A strength of this study was the low dropout rate (22.5%) in comparison to other studies of DBT-ST, where the dropout rate was sometimes as high as 44–66% [18, 21, 22, 39]. Furthermore, it is interesting to compare our dropout rate with a meta-analysis of standard DBT treatments [40], where the dropout rate was 27.3% from pre-treatment to post-treatment. The present study cannot answer why the patients’ attendance was high. A concern when planning intensive DBT-ST was that the intensity would make the patients less interested in participating, but this did not happen; instead, this intensity proved feasible. Furthermore, the attendance of participants who completed the treatment (n = 55) was high: they came to the treatment on average 34.1 (SD 5.2) of 40 days. Another strength of the present study was the inclusion of a broad transdiagnostic group of patients with complex psychiatric problems, which is common in a clinical context. Finally, it is a strength that the present study reports on the staff members’ professional background and the extent of DBT training they had received. In the review of DBT-ST conducted by Valentine et al. [16], they found that clinical training in DBT varied widely across studies (from graduate coursework to a 10-day workshop), they also found that several studies provided no information on the clinicians’ training at all. These limitations reduce generalizability.

Clinical Implications

The literature shows that the skills training component from standard DBT, DBT-ST, is used across a range of clinical settings and populations. In this study we found evidence supporting the use of intensive DBT-ST in a transdiagnostic outpatient setting for patients with complex psychiatric problems.

The study showed that intensive DBT-ST can be administered by psychiatric clinicians without previous experience of DBT as a method, provided that they receive internal training in combination with regular tutorial support and supervision.

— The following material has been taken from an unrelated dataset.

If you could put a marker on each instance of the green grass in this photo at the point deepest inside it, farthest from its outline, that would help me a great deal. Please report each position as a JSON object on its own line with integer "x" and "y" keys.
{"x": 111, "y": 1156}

The findings suggest that a more careful pre-assessment should be made by experienced clinicians before the 10-week training starts, to select the patients who are most in need of intensive DBT-ST in its current form of 110 h in a period of 10 weeks. It is likely that several of the participants in our study could have had the same outcome from fewer hours of skills training, especially those who initially had lower scores on CORE-OM, less healthcare consumption, and no severe personality disorder.

An important component of standard DBT is generalizing DBT skills taught in the clinic by encouraging the clients to practice these skills independently in their own natural environment. A disadvantage of the 4 days per week format is that it gives little time between the sessions to practice the skills and do the homework.

Conclusions

Overall, it is important to consider pros and cons before offering the intensive form of DBT-ST.

An important aspect of DBT treatment is practicing DBT skills in the natural environment (outside the clinical setting); intensive DBT-ST gives less time for that in comparison with less intensive DBT-ST programs. To summarize, we can to some extent conclude that the results support the feasibility and efficacy of the intensive DBT-ST in a transdiagnostic clinical setting. Despite setbacks such as the Covid-19 pandemic, requiring minor organizational change and digital adaptations, many patients chose to complete the treatment and had a positive outcome from the skills training program. Even though we found positive results, taking the present study and previous ones into consideration, it is unclear whether the intensive form added much extra value for the participants. The study was also unable to show any reduction in the participants’ consumption of inpatient care or number of emergency visits, which we hypothesized as a possible outcome of this more intensive intervention.